Se podría decir que Elias era un frívolo, supongo, pero un frívolo pensante -si puede decirse así sin incurrir en contradicción-. Yo sabía que era un cirujano de excepcional talento, si bien eso no le animaba en absoluto a dedicarse a su arte. Si hubiese pasado tanto tiempo dedicándose a la cirugía como se pasaba persiguiendo a las mujeres, creo que podría haberse convertido en el hombre más notorio de la clase elegante, pero su amor por su profesión no podía competir con su amor por el placer. Elias era amigo de todas las fulanas, de todas las prostitutas y de todos los juerguistas de la ciudad. A las putas, sospecho, les gustaba yo porque era agradable y cortés, y quizá porque encontraban curiosa mi fisonomía hebrea. Elias, sin embargo, les gustaba porque con ellas se gastaba todo su dinero y era por tanto un invitado de honor en todas las casas de latrocinio de Londres.

Este modo de vida disoluto le hacía feliz, pero le dejaba escaso de liquidez. Por consiguiente, siempre estaba dispuesto a ofrecerme su colaboración por las pocas libras que pudiesen acabar en su bolsillo.
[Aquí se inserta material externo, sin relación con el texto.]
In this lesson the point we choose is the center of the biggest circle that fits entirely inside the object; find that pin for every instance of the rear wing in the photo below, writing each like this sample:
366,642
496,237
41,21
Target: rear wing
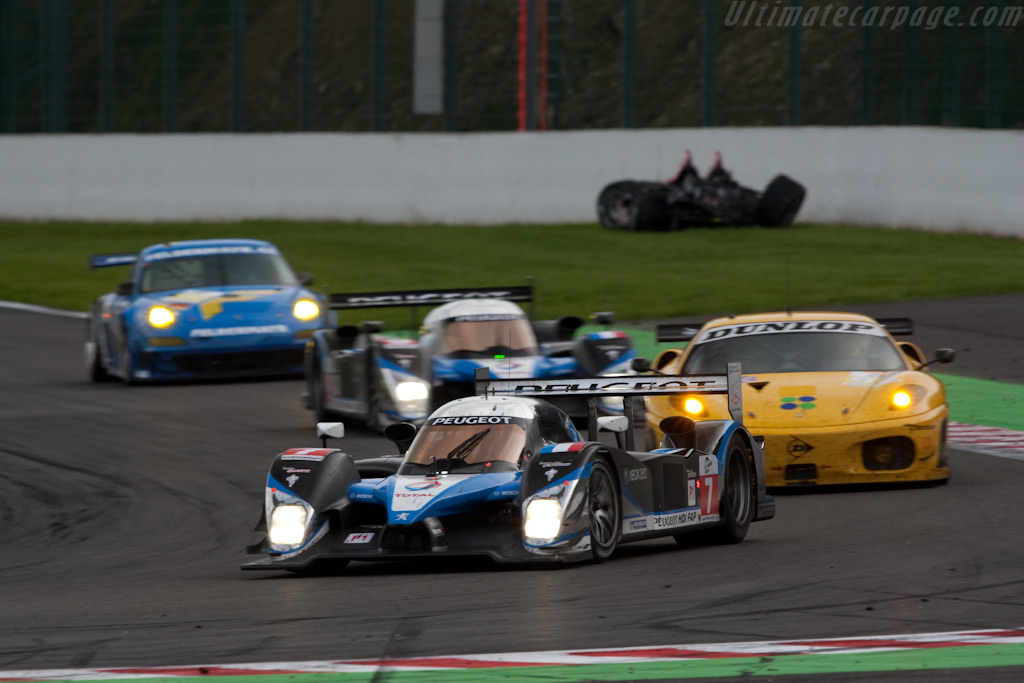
626,386
678,331
896,326
104,260
403,298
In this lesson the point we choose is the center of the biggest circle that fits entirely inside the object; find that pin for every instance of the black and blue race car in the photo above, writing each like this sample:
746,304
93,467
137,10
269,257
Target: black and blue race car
506,475
202,308
356,372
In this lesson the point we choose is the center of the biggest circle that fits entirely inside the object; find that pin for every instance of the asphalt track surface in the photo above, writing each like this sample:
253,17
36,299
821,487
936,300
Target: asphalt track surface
124,512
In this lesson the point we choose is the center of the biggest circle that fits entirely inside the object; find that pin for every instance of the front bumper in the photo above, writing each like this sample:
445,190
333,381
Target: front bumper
886,451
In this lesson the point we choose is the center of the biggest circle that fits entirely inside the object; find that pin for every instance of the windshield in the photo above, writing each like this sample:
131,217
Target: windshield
471,443
795,352
216,270
488,336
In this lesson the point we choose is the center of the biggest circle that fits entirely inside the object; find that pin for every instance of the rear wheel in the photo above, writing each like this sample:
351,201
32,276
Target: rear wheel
779,203
613,205
605,516
736,504
650,211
A la luz de la poca atención que brindaba Elias a las artes cirujanas, me sorprendió saber que estaba en algún lugar de la ciudad atendiendo a un paciente cuando fui a visitarle, de modo que esperé en el salón de la señora Henry, su casera. Era una viuda encantadora; en su día supongo que debió de ser bastante bonita, pero ahora, pasados los treinta y cinco, estaba en el otoño de su belleza. Sin embargo aún tenía encantos de sobra para mantenerme ocupado en un salón, y puesto que a menudo había detectado en ella un cariño especial por mi persona, el pasar el rato con ella albergaba para mí no pocas satisfacciones.

– ¿Viene usted hoy por algún asunto en concreto? -me preguntó la señora Henry al sentarnos. Me miraba fijamente a la cabeza.
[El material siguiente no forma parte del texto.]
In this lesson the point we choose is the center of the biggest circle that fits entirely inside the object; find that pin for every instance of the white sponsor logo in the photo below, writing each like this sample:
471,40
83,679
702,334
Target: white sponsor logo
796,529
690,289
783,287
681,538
Casi me había olvidado de que llevaba peluca. Me habría olvidado del todo de no ser por la calidez poco habitual de aquella tarde.

– Necesitaba parecer un gran caballero por un asunto de negocios en el que ando últimamente ocupado -le expliqué.
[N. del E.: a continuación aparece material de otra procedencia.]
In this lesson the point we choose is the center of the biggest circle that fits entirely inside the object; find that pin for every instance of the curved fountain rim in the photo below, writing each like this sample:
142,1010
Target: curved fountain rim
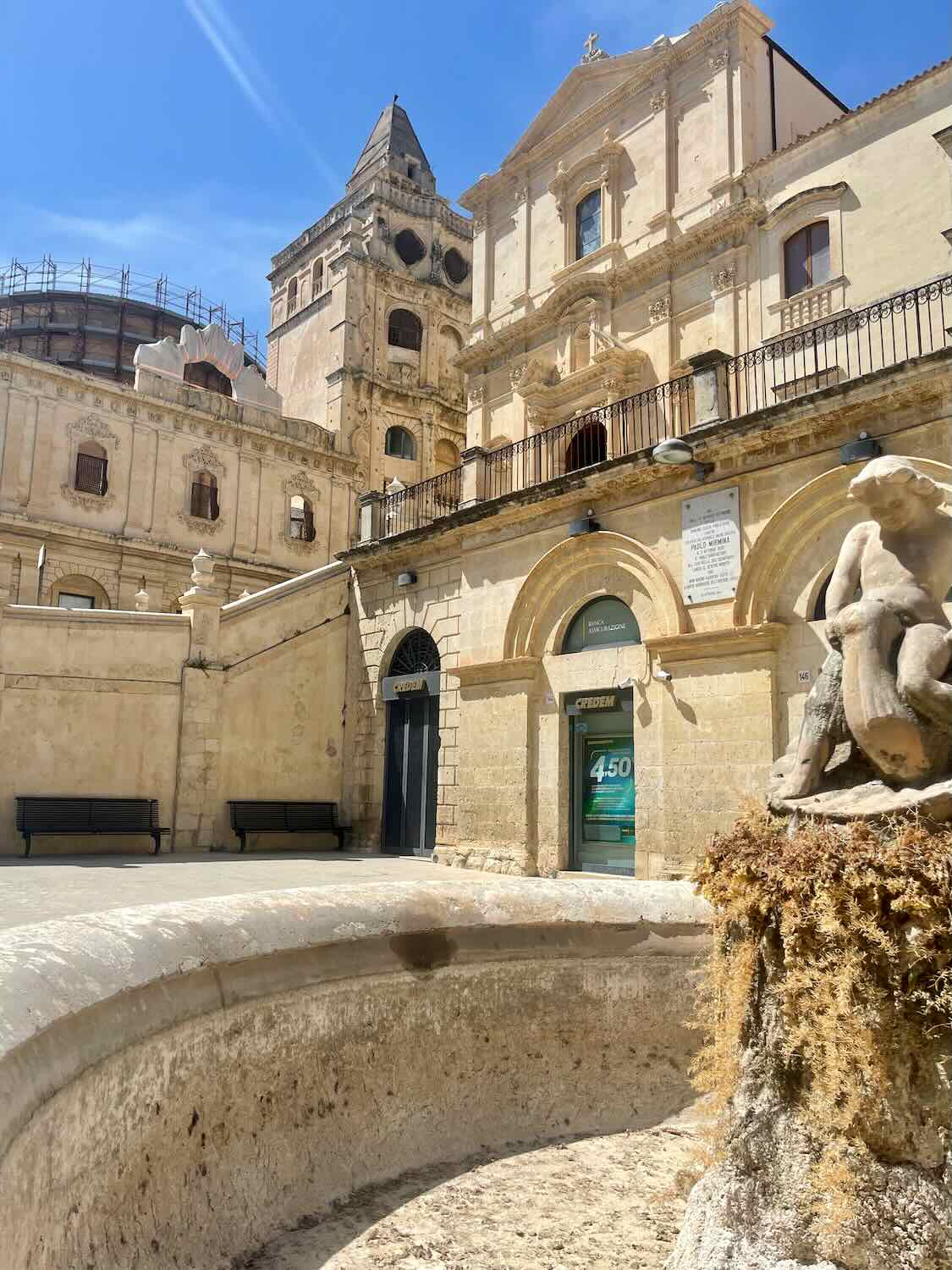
172,958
– Me encantaría que me contase más detalles -me dijo, mientras su criado traía el té en una bandeja con ruedas.

Pensé que la señora Henry tenía un servicio de lo más completo. El té no había adquirido aún su condición de necesidad doméstica, pero la señora Henry estaba enamorada del brebaje, y en la bandeja había gran variedad de exquisitas porcelanas. La taza que me sirvió era de una mezcla fuerte que, según me contó, le había en viado un hermano suyo que trabajaba en la Compañía de las Indias Orientales.

– Me han contratado para un asunto complejo, aunque carente de interés -le dije evasivamente, mientras le indicaba delicadamente que no quería el azúcar que estaba a punto de ponerme en el té.

– ¿Los hebreos no toman azúcar? -me preguntó con curiosidad genuina.

– Tanta como cualquiera, en teoría -contesté-. Pero este hebreo que tiene delante disfruta demasiado del sabor del té como para estropearlo con una dulzura excesiva.

Frunció el ceño confundida, pero me pasó la taza de todas formas.

– ¿Puede usted hablarme de ese trabajo?

– Me temo que no, señora. Opero en este momento bajo la confidencialidad más estricta. Quizá cuando el asunto se resuelva pueda informarle, omitiendo los nombres, como comprenderá.

Se inclinó hacia delante.

– En su trabajo debe usted enterarse de tantas cosas que los demás no saben.

– Usted hace que parezca mucho más interesante de lo que es, se lo aseguro. Sospecho que una mujer de su posición tiene mucho más conocimiento de lo que pasa en la ciudad que el que yo pueda llegar a tener nunca.

– Entonces, de necesitar usted alguna información, espero que no dude en pedírmela.

Le agradecí su amabilidad en el momento en que Elias hacía su aparición, para obvia decepción de la señora Henry. Entró en la sala vistiendo un chaleco escarlata sobre una camisa azulona de volantes. Su peluca era demasiado grande, casi una reliquia de una moda ya pasada -un poco desigual en algunas zonas y con demasiados polvos-. Se derramaba por su rostro anguloso que, como el resto de su cuerpo, era delgado y estaba marcado por afiladas e inesperadas protuberancias del esqueleto. Los pantalones de Elias tenían un roto muy evidente por encima de la rodilla izquierda, y aunque lo suficientemente parecidos como para no llamar la atención, no pude evitar percibir que sus zapatos no eran exactamente del mismo color. Y aun así mi amigo entró con la dignidad de un conquistador de vuelta a su patria y el paso confiado de un cortesano favorito en tiempos de Carlos II.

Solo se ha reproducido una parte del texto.